Quello di cui Marchionne non ha parlato ma che resta fondamentale tra le componenti aziendali.
di Luigino Bruni
pubblicato su Cittanuova.it il 27/08/2010
Che oggi l’Italia e in generale la civiltà occidentale abbia bisogno di un nuovo “patto sociale” non ci sono dubbi. Il punto fondamentale è il contenuto, le parti coinvolte, le autorità che lo faranno rispettare, ecc. Relativamente al discorso di Marchionne, ci sono alcuni punti sui quali non si può non essere d’accordo. In particolare è innegabile che in un’economia sempre più globalizzata le relazioni industriali debbano essere ripensate, e in generale va rivisto il rapporto capitale-lavoro in modo meno ideologico di come non si sia fatto negli ultimi decenni, soprattutto in Italia. In questa età di crisi è necessario che tra le varie componenti dell’impresa prevalgano le ragioni della cooperazione su quelle della competizione o del conflitto, poiché solo cooperando si riesce oggi a crescere nel contesto mondiale (come molti Paesi dell’Asia ci insegnano da diversi decenni).
Ma la cooperazione, perché sia in qualche modo genuina e intrinseca (e non solo opportunistica e strumentale), richiede alcune pre-condizioni, di cui non ha parlato Marchionne. La prima è una ridefinizione della redistribuzione della ricchezza e della natura del profitto: uno dei capitoli del nuovo patto sociale dovrà necessariamente definire, nelle sue linee guida e dopo opportuno e serio dibattito (che non vedo in questi anni), come ripartire la ricchezza che la nuova economia produce, i cui destinatari non possono essere solo gli azionisti o i manager.
Occorre prendere maggiormente sul serio i lavoratori che se debbono sentirsi sempre meno “dipendenti” e sempre più protagonisti e co-responsabili della vita e della sorte della loro impresa.
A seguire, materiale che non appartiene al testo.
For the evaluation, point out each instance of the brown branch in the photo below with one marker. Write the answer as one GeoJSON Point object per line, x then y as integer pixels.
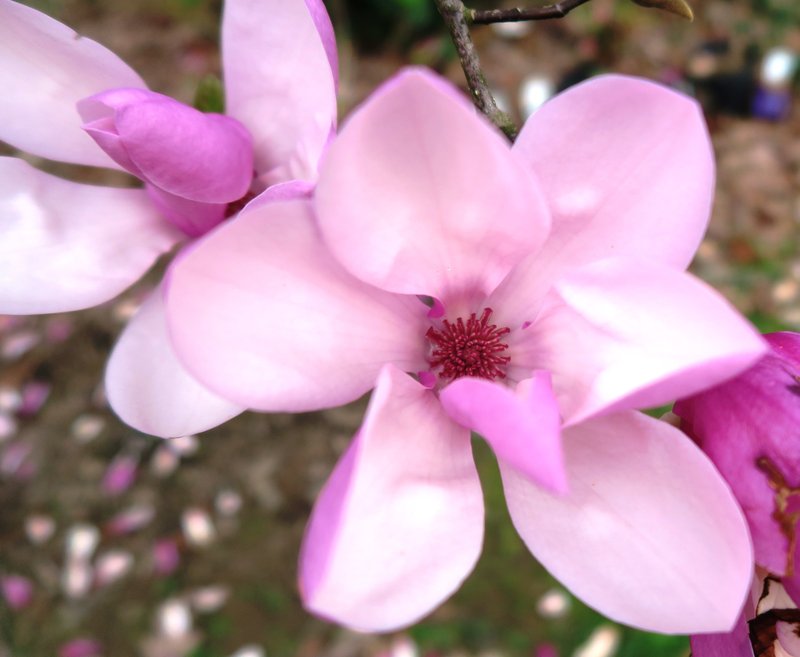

Al riguardo gli imprenditori non possono continuare a considerare il lavoro umano come un “costo di produzione” che riduce i profitti.
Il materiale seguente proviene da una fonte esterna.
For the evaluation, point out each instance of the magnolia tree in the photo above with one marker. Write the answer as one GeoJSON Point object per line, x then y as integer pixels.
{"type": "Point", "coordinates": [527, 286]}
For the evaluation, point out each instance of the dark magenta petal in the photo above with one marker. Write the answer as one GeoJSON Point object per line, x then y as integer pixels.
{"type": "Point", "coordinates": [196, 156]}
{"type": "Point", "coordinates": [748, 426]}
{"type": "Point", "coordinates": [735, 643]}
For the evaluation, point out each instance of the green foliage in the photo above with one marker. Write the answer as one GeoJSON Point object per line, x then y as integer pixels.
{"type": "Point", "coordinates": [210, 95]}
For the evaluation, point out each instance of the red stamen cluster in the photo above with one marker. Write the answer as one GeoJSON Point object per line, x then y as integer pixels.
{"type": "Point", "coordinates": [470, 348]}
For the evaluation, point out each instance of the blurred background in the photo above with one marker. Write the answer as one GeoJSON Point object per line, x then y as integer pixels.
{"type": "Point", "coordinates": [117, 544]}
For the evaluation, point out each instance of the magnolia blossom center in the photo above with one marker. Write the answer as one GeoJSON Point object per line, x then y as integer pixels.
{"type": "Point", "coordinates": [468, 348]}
In ogni caso, finché lo stipendio di Marchionne è centinaia di volte quello degli operai Fiat, il discorso sul patto sociale sarà sempre percepito dal mondo del lavoro come troppo astratto e forse retorico. Occorre certamente un nuovo patto, ma occorre soprattutto una nuova riflessione sul capitalismo sull’impresa e sul profitto, se vogliamo dare contenuto a questo nuovo patto, e assegnare futuro alle parole, anche quando denunciano un problema reale e sono suggestive e colte.